Warum tritt jemand aus seiner Kirche aus?

Das Sozialwissenschaftliche Institut der EKD hat Kirchenaustritte seit 2018 untersucht. Ein großer Anteil der Gründe liegt – besonders bei ehemals Katholischen – im Umgang mit Skandalen, namentlich solchen des Kindesmissbrauchs, und in der Glaubwürdigkeit der Kirche. Das überrascht nicht. Bemerkenswert aber ist ein recht hoher Anteil an ehemaligen Mitgliedern, die wegen mangelnder Differenzierung zwischen den Kirchen diesen den Rücken kehren.

Wie lässt sich das verstehen oder interpretieren, wo doch das ökumenische Miteinander in den Arbeitsgemeinschaften Christlicher Kirchen (ACK) als Errungenschaft des späteren 20. Jahrhunderts gilt?

In einem wichtigen Dokument der Ökumene, der Leuenberger Konkordie, ist von „versöhnter Verschiedenheit“ die Rede. Das war 1973, bei der Verabschiedung der Konkordie, ein großer Fortschritt unter den evangelischen Kirchen: Kanzel- und Abendmahlsgemeinschaft sind darin vereinbart und die gegenseitige Anerkennung der Ordination (wodurch ein reformierter Krummhörner Pastor lutherischer Bischof von Braunschweig werden konnte).

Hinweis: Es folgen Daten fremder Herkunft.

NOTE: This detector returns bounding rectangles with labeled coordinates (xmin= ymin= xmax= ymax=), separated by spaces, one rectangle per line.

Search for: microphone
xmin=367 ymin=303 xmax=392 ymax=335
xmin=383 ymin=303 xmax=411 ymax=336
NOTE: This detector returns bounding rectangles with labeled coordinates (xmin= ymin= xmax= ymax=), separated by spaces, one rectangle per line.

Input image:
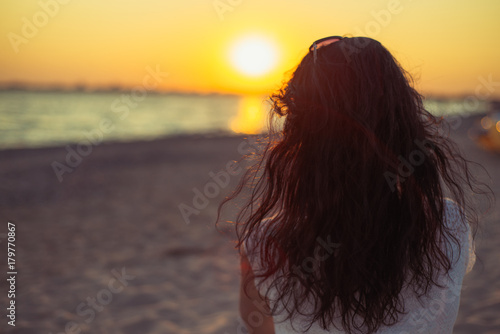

Nun kann es sein, dass um der damals dringend erforderlichen Versöhnung willen die Verschiedenheit, die Eigen-Art vernachlässigt wurde, denn seit einigen Jahren ist das „eigene Profil“ in der Diskussion. Dieses ist in einer Zeit, in der Jeans, T-Shirt und Basecap weltweite Einheitskleidung sind, vermutlich etwas, wonach Menschen sich sehnen, weil sie es brauchen: Das eigene Profil einer Gruppe bietet ihren Mitgliedern Gelegenheit, sich zu identifizieren, sogar, sich durch ihre Zugehörigkeit zu definieren. Es vermittelt ihnen damit Halt und Heimat, Rückgrat und Geborgenheit, nicht selten auch etwas, auf das sie stolz sind, es vermittelt ihnen Selbstbewusstsein.

Die Zusammenarbeit in der ACK muss nicht zwangsläufig schwieriger werden, wenn die Eigenarten ihrer einzelnen Mitglieder deutlich erkennbar sind – das kann sich sogar als Bereicherung auswirken.

Wenn die Kirchen von den Gemeinden bis zur Leitungsebene kaum noch zu unterscheiden sind, entsteht für wenig engagierte Mitglieder leicht der Eindruck eines „Einheitsbreis“ – und damit Orientierungslosigkeit. Orientierung aber erwarten sie von ihrer Kirche. „Bestimmt reformiert“ steht auf den Briefumschlägen des Reformierten Bundes; Gemeinden können für sich bestimmen, wie reformiert sie sein wollen – und das mit Überzeugung nach außen vertreten. Es wird sich lohnen, weil es Menschen an ihre Gemeinde bindet.

Wie unser Kirchengebäude sich von anderen am Ort abhebt, kann das auch die Gemeinde tun – ohne abgehoben zu wirken. Sie gewinnt an Ansehen, wird für Menschen interessanter, wenn sie klar erkennbar ihr eigenes Gesicht zeigt, das im „Einheitsbrei“ untergeht. Die Menschen, besonders die Suchenden unter ihnen, fragen nach Unterschieden, nach dem Besonderen der eigenen Art im vielfältigen Angebot der Weltanschauungen.